James Smart is determined a premiership win won’t define his tenure as Gundagai captain-coach.
Smart is coming to the end of his second three-year stint as the Tigers leader and is taking the side into a fifth grand final.
However he is yet to taste the ultimate success.
The 28-year-old would love to raise the trophy on Saturday, but feels he’s already achieved his goal of being a team the town can be proud of.
“It’s hard to compare years as every year is different but in years gone by I’ve probably stressed about winning or losing, expectations, pressure and things like that,” Smart said.
“I’ve been in plenty of grand finals and how I feel come Sunday morning is not going to change how I will look back on my time as coach at the club, win or lose.
“When I first started the job I had one goal in mind that I wanted to see the club achieve and I feel as though we’ve done that.
“We’ve been there for a while so now is just about enjoying the game on Saturday.”
For a town of its size Gundagai has punched well above it’s weight in recent years.
They’ve been in six of the last eight grand finals, plus won leaguetag and reserve grade titles in that time, and claimed three junior grand finals on Saturday.

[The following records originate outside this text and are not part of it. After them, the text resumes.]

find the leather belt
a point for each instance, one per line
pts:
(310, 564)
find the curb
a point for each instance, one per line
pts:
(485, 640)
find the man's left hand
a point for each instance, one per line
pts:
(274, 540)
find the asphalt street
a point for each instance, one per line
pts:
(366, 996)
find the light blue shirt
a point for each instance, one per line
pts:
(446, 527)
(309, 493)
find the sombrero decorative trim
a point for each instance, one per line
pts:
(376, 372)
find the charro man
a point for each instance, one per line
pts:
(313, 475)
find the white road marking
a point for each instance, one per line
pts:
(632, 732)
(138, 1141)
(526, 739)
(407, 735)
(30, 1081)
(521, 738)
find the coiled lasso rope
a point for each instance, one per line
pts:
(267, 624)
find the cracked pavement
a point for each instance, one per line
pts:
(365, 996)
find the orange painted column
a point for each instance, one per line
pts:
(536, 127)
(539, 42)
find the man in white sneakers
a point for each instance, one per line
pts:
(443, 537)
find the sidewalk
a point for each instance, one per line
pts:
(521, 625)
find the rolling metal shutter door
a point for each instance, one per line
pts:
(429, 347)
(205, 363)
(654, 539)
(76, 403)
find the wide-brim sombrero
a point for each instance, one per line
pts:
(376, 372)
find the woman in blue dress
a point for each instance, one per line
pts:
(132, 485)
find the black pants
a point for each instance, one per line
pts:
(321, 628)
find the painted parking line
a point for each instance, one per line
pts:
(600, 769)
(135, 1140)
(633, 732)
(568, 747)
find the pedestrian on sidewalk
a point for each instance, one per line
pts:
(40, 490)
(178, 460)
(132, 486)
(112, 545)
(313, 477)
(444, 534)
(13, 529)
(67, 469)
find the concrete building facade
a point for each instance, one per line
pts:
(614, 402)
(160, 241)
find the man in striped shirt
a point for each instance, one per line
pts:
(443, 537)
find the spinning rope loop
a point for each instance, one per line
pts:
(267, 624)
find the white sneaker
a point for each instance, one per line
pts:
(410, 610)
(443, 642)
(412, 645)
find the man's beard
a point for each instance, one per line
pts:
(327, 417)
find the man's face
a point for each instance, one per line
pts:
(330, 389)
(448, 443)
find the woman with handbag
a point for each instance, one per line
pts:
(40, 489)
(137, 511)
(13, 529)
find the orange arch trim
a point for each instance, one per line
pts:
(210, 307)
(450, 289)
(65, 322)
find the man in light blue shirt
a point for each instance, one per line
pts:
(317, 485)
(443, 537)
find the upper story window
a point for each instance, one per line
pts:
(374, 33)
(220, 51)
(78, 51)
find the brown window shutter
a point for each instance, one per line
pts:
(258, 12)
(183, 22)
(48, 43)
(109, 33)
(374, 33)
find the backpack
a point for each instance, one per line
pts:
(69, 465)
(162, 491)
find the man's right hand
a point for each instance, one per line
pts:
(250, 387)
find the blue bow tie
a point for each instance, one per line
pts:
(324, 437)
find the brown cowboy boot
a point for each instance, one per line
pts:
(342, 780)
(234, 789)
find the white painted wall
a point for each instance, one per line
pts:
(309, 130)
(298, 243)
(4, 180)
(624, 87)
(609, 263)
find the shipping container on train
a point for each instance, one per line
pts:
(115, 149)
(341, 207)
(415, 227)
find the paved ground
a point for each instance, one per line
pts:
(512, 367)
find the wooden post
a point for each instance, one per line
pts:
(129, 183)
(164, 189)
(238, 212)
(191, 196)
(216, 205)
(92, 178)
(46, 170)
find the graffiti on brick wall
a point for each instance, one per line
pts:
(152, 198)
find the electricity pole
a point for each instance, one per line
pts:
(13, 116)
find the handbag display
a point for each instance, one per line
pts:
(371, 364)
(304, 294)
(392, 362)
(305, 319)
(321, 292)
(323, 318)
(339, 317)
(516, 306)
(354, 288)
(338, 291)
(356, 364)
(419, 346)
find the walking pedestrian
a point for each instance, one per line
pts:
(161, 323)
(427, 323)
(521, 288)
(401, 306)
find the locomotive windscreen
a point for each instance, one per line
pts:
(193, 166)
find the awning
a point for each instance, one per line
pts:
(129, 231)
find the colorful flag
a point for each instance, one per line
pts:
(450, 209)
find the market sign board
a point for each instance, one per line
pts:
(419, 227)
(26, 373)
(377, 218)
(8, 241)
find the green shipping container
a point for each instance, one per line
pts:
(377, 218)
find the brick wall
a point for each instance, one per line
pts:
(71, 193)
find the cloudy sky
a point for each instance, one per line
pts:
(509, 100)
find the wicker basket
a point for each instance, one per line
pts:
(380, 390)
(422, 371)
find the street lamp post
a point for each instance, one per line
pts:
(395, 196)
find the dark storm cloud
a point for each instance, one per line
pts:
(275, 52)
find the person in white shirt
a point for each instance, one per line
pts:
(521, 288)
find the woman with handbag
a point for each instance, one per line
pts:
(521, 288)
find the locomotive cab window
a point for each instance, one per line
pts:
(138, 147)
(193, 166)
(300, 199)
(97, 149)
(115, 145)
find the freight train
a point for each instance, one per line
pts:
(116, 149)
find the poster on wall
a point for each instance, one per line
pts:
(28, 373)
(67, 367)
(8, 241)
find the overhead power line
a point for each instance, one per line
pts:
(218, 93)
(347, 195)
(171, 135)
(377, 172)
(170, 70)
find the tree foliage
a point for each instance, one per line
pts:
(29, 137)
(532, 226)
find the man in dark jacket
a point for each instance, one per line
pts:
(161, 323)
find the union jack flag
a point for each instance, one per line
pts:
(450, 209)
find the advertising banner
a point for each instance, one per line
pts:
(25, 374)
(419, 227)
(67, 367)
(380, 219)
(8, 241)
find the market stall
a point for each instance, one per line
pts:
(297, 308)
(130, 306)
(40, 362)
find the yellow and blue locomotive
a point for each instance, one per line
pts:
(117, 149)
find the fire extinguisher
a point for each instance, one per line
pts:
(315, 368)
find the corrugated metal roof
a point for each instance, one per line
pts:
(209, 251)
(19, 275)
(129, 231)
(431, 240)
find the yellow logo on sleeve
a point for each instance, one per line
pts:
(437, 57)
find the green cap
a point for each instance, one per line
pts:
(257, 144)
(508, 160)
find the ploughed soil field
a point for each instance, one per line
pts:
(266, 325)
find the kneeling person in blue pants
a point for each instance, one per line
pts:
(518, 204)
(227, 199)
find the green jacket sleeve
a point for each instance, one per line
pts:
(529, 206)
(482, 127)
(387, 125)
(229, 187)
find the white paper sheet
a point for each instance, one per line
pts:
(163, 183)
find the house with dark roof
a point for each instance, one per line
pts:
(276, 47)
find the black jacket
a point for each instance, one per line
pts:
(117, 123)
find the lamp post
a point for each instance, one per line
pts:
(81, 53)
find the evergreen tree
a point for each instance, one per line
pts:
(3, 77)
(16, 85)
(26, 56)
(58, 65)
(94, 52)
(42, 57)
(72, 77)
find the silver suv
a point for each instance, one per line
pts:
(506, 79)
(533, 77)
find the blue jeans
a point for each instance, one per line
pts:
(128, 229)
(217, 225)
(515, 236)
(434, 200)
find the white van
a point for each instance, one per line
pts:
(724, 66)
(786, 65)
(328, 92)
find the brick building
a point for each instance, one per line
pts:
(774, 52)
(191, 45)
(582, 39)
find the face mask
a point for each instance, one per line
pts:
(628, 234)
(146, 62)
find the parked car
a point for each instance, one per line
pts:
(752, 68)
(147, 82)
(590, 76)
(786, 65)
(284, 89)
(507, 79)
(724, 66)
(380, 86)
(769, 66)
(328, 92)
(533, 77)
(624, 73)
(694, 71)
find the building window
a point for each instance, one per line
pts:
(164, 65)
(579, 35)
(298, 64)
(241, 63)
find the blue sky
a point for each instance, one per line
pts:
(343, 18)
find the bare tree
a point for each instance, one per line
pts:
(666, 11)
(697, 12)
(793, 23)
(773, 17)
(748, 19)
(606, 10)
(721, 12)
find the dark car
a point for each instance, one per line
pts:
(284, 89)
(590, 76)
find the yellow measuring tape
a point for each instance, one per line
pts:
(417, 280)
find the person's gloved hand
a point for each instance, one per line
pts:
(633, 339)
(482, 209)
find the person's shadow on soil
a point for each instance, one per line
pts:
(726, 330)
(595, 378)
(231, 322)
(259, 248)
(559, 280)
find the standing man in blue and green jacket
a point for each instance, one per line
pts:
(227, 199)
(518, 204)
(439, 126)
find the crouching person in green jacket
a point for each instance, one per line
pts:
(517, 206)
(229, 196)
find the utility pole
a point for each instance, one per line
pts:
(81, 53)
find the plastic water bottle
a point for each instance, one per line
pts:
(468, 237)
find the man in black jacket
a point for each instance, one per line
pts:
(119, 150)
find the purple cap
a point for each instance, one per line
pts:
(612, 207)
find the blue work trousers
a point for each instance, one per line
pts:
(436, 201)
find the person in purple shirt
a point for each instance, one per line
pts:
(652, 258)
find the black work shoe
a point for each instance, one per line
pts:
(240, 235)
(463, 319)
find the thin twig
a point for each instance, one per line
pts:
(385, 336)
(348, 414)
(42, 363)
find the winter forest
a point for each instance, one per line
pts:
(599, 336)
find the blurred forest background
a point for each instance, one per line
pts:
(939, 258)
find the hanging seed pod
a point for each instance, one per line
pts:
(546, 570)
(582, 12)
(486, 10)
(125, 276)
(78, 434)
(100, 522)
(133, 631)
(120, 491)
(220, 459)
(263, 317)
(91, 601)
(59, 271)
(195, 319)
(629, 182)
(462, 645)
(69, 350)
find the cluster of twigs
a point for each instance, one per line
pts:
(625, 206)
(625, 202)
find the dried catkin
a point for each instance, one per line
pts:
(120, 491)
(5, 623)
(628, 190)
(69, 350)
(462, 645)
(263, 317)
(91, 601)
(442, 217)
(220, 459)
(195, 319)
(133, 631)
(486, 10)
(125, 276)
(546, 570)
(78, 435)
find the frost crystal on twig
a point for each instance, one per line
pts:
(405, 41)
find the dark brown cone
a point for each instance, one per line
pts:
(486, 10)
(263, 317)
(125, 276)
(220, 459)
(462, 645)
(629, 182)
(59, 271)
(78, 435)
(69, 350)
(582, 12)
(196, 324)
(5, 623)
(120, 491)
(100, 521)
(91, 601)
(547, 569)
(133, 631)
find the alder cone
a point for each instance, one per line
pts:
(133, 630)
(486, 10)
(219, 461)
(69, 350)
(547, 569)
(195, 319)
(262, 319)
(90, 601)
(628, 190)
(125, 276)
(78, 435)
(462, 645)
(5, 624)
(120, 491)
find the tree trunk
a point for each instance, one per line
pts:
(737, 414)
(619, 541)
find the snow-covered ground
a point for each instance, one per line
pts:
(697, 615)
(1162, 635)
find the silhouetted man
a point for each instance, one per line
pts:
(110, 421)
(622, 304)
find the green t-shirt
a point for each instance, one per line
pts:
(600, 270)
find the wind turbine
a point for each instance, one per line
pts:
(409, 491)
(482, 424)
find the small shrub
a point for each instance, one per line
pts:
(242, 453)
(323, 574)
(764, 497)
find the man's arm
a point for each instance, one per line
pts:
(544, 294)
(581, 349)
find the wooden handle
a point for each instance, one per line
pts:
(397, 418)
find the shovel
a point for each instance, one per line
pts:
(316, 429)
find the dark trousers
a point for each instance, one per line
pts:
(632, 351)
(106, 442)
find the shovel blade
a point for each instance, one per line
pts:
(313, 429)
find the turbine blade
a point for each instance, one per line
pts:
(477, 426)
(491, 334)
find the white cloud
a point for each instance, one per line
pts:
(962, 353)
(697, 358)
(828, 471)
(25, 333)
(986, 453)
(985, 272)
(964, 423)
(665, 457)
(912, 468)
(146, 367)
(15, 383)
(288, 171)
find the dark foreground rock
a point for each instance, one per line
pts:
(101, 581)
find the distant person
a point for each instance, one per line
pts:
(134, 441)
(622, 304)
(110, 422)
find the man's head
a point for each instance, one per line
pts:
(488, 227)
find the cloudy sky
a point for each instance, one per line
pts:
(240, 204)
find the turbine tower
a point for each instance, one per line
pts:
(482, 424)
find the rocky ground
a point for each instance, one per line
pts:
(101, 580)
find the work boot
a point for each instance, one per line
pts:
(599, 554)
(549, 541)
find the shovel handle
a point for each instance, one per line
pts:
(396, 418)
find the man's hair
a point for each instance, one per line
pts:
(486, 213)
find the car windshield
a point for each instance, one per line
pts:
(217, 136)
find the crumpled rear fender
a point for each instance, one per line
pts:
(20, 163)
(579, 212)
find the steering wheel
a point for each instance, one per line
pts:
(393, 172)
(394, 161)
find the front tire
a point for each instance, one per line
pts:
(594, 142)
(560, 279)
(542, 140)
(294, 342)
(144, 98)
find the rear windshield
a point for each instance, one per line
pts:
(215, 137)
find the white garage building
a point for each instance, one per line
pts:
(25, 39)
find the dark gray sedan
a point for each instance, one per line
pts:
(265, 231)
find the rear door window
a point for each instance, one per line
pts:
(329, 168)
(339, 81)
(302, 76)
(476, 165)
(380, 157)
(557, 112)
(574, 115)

Smart credits the passion for rugby league in the town as he prepares for a different chapter.
“I know we’ve been in a lot of grand finals and only have the one win in recent memory but we are competing with some pretty powerful clubs and I’m proud of the club and where we sit today,” he said.
“There is so much potential at the club as there passion towards rugby league in Gundagai.
“The kids in Gundagai love rugby league as well, the junior league is going really well and even though we are a very small town we had an opportunity to be considered as one of the stronger clubs in the area and I feel as though we have done that.”
It’s been an injured plagued season for both Smart and the Tigers.
Hamstring, knee and hand problems saw him miss almost half the season, but things seem to be coming right at the business end.
For the third week running Gundagai bring the same team and Smart hopes it can help deliver them a win over Southcity in the decider after losses in the past two seasons.
“It’s nice change for us,” he said.
“Every time we’ve played Southcity in the grand final they’ve come in really fresh and I felt like we’ve always struggled to match their intensity across the 80 minutes, but I feel like this year we’re much better equipped to handle it.”